Could both Sony and Microsoft be readying a salvo of titles that aim to take back some of that first-party favor the Switch enjoyed in its debut year? It’s always likely — Sony especially, always ready and willing to go toe-to-toe through their own assortment of first-party studios — and as such, Nintendo can not get complacent with ensuring that consumers have a reason to revisit the console month after month after continuing month. Not that we need to be reminded (though that still appears to occur again and again), but Nintendo always tend to hide one or two tricks up their sleeve and with the unveiling of PlatinumGames’ other third-party exclusive, Astral Chain, as well as the Nintendo Switch Online exclusive Tetris 99, not a year goes by where Nintendo’s most predictable attribute is, once again, their sheer unpredictability.
Sometimes that left-field turn doesn’t quite work out as we’ve seen with a rather large portion of their online features — if putting certain aspects behind a paywall is what you count as a “feature” — but in others, that investment and slightly doubtful glance back has its moments. Namely the absurdity of literal Tetris Battle Royale which, in all its ridiculousness as a concept on paper, absolutely works when put into practice. 2019 for Nintendo, so far as software output, could potentially stem from more than the conventional scheduling of $40-60 priced releases, should they wish to have more people speak positively of online, than negatively. Tetris 99 is a good start, but that’s all it is: a start. Even further afield we also have Nintendo’s continued investment in mobile gaming — both Mario Kart Tour and Dr. Mario World two upcoming releases (the latter expected sometime this Summer) with which next-to-no details are known as to their premise, their progression and more importantly, their potential monetisation through in-app purchases.
In the end, if you really wanted to go along with the act and declare that Nintendo’s [potential] year, so to speak, only really commences this coming March 29 with the release of Yoshi’s Crafted World — and will cease, as do all game years, around mid-December — then no doubt you’ll be looking on keen to find out how year three for the Switch will pan out.
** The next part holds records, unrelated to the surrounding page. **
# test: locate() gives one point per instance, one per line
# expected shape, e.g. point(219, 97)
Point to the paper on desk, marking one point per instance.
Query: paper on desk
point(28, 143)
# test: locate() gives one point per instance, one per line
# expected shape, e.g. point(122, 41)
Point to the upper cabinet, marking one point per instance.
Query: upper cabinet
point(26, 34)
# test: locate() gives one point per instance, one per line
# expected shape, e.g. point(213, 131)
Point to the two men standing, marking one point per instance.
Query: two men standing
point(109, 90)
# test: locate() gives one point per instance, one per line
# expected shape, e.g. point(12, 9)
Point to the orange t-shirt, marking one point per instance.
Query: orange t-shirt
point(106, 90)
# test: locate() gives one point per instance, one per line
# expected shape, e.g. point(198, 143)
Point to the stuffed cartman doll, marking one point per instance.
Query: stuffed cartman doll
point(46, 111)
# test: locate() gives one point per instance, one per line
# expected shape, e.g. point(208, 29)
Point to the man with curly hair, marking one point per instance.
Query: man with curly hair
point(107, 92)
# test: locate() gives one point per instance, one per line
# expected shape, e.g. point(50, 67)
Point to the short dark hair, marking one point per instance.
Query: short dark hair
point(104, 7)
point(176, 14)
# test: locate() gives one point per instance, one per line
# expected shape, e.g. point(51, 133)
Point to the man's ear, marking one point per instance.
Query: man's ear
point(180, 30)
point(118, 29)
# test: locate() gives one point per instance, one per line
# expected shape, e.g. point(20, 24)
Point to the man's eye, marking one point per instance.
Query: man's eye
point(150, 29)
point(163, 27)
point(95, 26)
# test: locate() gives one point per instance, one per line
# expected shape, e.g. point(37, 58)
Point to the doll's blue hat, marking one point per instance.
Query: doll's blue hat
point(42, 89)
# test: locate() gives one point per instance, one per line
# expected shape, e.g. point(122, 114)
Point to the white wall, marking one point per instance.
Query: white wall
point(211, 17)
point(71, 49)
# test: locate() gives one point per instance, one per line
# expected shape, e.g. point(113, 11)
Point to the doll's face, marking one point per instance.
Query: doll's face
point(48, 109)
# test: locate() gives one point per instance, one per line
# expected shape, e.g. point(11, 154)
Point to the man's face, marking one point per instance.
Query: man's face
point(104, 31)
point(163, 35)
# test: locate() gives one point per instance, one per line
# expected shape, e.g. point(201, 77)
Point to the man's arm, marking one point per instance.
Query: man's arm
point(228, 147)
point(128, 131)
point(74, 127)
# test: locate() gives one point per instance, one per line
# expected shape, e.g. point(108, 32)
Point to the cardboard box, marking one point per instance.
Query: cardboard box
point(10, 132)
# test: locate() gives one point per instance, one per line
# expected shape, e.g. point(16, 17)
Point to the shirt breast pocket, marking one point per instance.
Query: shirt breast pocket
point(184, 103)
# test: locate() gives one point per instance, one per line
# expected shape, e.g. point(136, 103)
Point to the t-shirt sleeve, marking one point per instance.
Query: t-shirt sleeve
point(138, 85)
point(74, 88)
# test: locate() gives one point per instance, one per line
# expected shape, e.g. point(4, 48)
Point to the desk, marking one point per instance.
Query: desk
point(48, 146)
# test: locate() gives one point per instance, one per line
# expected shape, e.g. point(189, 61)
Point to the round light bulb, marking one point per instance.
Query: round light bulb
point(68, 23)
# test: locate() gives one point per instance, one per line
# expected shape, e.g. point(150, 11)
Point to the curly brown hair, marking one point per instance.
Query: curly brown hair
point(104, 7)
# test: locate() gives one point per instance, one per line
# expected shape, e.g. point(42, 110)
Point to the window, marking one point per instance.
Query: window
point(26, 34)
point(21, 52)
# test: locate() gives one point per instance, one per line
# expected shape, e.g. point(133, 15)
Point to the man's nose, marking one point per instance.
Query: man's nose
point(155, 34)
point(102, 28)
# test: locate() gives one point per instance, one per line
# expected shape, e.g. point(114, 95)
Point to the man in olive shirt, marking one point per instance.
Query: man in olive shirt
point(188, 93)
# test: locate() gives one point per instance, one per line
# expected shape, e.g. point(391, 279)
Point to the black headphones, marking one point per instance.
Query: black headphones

And how it will contrast not just to last year, but with 2017 too. Not counting the ample promising independent titles that will either make their console debut or will simply support the platform in the near future — not to mention whatever else may be prepping for an unveiling at this year’s E3 — Nintendo already have a fair amount to suggest that 2019 could very well be theirs for the taking once again. With their rivals’ next ventures looming and the Switch’s hardware limitations only increasing in potential relevancy to the point of maybe becoming a hold-back, now more than ever is the time for Nintendo to certify their position as a developer, publisher and platform-holder that can really hit it out of the park. Can Nintendo Switch triumph once more in 2019? One thing’s for sure: the next nine months will be a very interesting affair.